I have had the pleasure of assisting my wife in documenting the graves in the Blanco Historic Cemetery. Each headstone has a story to tell. We are often struck by the sadness that must have been experienced by parents who had to lay to rest the bodies of their precious little ones. Some lasted but a few short days or hours after birth, having succumbed to some illness or malady that at the time could not be effectively treated.

There is a cemetery on a hill in an arid Utah town that shelters against the desert wind four unforgettable little markers. They are not marble, nor are they engraved with fine writing. The family who erected them could not afford such extravagance. No, they are squares of cement that were inscribed with a stick while they were still wet. And their message is simple: “Here lies the child of John and Mary Thomas, died 1875,” reads the first one. “Here lies the child of John and Mary Thomas, died 1876,” reads the second. The third and fourth are like the first two. The message is stark, but the experience in human suffering must have been profound.

I can’t help but wonder how John and Mary Thomas bore up under the sorrow of losing four small babies in their desert home. Did they become embittered, grim, give up on life, and cry in their sorrow, “Enough is enough!?” Or did they endure to the end with their hands in the hand of their Maker? How did they finish the fight? John and Mary have decades ago joined their children, and now all their suffering is but a memory.

The renowned scholar and writer James Talmage sought a quiet place where he could do his concentrated research and study. He found an upper room well removed from the noise and confusion of the city streets. There he spent many peaceful and busy hours with only one kind of intruder—the flying insects that would visit him when the windows were open during the summer months. Those self-invited guests were not unwelcome. Many times he would lay down his pen and, forgetting his studies, watch with interest the activities of his winged friends.

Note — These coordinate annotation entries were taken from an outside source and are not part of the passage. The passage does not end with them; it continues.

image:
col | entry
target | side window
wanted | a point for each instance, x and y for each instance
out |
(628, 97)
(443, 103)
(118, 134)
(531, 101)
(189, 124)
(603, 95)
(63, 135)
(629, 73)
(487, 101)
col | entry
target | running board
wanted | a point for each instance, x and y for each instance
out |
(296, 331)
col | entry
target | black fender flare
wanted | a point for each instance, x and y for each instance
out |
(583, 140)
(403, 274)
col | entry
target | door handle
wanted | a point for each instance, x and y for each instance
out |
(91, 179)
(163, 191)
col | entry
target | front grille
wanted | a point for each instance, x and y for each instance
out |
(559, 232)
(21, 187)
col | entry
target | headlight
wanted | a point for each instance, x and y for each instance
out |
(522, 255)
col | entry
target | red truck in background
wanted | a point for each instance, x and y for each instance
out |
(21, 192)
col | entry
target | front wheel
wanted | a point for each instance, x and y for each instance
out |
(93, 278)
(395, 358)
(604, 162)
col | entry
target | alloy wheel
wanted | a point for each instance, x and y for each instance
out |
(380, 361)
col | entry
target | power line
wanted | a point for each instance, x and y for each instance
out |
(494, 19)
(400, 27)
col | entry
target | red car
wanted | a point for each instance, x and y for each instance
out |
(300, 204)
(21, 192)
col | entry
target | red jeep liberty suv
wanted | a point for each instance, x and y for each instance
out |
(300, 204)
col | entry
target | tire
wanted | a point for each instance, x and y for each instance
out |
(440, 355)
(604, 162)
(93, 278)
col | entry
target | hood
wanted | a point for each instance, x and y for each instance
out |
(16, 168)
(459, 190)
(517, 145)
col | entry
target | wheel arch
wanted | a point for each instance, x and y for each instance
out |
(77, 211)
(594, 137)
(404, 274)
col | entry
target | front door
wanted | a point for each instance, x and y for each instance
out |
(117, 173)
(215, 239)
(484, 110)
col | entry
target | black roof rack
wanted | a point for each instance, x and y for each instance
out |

One day a wild bee from the neighboring hills flew into his room and the scholar enjoyed the hum of its flight. The little bee knew that it was a prisoner, yet all its efforts to find an exit through the partially opened casement failed. When James Talmage at last was ready to close up the room and leave, he threw the window wide open and tried to guide and then to drive the bee to liberty and safety, knowing that it would die as other insects had perished when left in the room’s dry atmosphere. But the more he tried to drive it out, the more the bee resisted. The bee’s peaceful hum developed into an angry roar, its daring flight became hostile and threatening.

Then suddenly the bee caught James Talmage off guard and stung his hand—the hand that would have guided it to freedom. The man left the room and the little creature that had by then sealed its own fate. A few days later he returned to the room and found the dried, lifeless body of the bee on the writing table. It had paid for its stubbornness with its life.

Now, to the bee’s short-sightedness and selfish misunderstanding James Talmage had been a foe, a persistent persecutor, a mortal enemy bent on its destruction; while in truth he was its friend, striving to redeem it—in spite of itself—from the death that awaited in the upper room with the window closed. (Retold from “The Parable of the Unwise Bee,” Improvement ERA, Nov. 1962, p.817)

Are we so much wiser than the bee as we contend against the trials that come our way in life? Isn’t it just possible that what we view as our deepest suffering, may, in fact, be the manifestation of the Lord’s very love for us? It is, after all, in the extremities of our existence, with all the insignificant and unimportant details burned away, that we can truly come to know our Maker and to discover those things of lasting value in life.

We were meant to run life’s race with hope and confidence, and when all seems lost, we must know that it is possible to dig down into the very depths of the human soul to find the strength and the inspiration to power us on. “For God so loved the world that he gave his only begotten Son, that whosoever believeth in him should not perish, but have everlasting life.” (John 3:16)

God bless us to “run with patience the race” and to “look unto Him” for the ability to do so.